DATA TALES 7 - The Case of the Database Diet (Part 2).

In the last article I started discussing a large customer database that needed to go on a diet. We needed to drastically reduce the size of the database. I described why ROW compression was important, and showed how to estimate the savings from using it.

This month, we’ll start by looking at how ROW compression actually works, then look at the greater savings from PAGE compression. We’ll also look at how it works internally.

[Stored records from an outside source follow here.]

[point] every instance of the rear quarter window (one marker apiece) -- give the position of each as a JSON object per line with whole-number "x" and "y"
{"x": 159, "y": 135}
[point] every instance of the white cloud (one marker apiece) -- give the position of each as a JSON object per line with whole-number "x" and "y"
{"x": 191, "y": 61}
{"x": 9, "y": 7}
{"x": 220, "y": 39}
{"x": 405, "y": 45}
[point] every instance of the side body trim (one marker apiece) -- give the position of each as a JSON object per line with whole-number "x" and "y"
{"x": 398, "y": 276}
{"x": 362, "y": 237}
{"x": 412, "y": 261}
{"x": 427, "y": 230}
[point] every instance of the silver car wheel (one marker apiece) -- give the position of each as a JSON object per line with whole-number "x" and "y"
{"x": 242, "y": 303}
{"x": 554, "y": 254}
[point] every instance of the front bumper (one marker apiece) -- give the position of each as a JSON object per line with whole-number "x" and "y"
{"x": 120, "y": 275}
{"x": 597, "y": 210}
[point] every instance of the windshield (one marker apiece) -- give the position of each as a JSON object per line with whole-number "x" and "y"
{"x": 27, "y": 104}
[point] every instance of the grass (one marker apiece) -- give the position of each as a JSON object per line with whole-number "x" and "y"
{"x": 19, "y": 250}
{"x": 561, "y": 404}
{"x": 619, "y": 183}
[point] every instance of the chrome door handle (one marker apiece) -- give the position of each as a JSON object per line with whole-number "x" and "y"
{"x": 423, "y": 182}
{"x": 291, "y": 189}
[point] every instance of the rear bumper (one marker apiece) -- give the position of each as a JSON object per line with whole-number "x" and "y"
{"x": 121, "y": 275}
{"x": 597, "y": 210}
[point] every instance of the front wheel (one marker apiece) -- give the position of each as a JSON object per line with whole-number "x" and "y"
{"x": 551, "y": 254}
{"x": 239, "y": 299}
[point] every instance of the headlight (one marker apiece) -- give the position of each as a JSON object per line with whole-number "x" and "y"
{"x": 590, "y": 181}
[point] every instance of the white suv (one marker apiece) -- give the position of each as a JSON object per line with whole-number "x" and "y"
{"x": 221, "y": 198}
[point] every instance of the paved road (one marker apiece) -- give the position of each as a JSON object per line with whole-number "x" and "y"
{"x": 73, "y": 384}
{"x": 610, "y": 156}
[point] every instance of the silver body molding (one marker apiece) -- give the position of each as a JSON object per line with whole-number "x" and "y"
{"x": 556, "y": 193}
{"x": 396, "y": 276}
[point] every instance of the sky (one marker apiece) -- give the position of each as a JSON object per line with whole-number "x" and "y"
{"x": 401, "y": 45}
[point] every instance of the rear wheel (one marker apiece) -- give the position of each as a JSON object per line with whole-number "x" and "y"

Next time, we’ll consider how to decide what to use, but first, let’s see how table compression actually works.

An Uncompressed Table

Let’s start with the same table as last time but we’ll recreate it in a permanent database, rather than in tempdb.

USE master;
GO

IF EXISTS (SELECT 1 FROM sys.databases WHERE name = N'CompressionTest')
BEGIN
    ALTER DATABASE CompressionTest SET SINGLE_USER WITH ROLLBACK IMMEDIATE;
    DROP DATABASE CompressionTest;
END;
GO

CREATE DATABASE CompressionTest;
GO

USE CompressionTest;
GO

CREATE TABLE dbo.SalesOrderDetail
(
    SalesOrderID int NOT NULL,
    SalesOrderDetailID int NOT NULL,
    CarrierTrackingNumber nvarchar(25) NULL,
    OrderQty smallint NOT NULL,
    ProductID int NOT NULL,
    SpecialOfferID int NOT NULL,
    UnitPrice money NOT NULL,
    UnitPriceDiscount money NOT NULL,
    CONSTRAINT PK_dbo_SalesOrderDetail
    PRIMARY KEY (SalesOrderID, SalesOrderDetailID)
);
GO

INSERT dbo.SalesOrderDetail
    (SalesOrderID, SalesOrderDetailID, CarrierTrackingNumber,
     OrderQty, ProductID, SpecialOfferID, UnitPrice,
     UnitPriceDiscount)
SELECT SalesOrderID, SalesOrderDetailID, CarrierTrackingNumber,
   OrderQty, ProductID, SpecialOfferID, UnitPrice,
   UnitPriceDiscount
FROM AdventureWorks2012.Sales.SalesOrderDetail;
GO

We can then check the space that is being occupied by the table:

EXEC sp_spaceused N'dbo.SalesOrderDetail';
GO

This command displays the following output:

Let’s take a look at the data that will be on the first page of that table. We know which rows that will be because we’ll order our SELECT by the clustered index:

SELECT TOP(3) *
FROM dbo.SalesOrderDetail
ORDER BY SalesOrderID, SalesOrderDetailID;
GO

These are the first three rows on the first page:

We’ll need them to refer back to later.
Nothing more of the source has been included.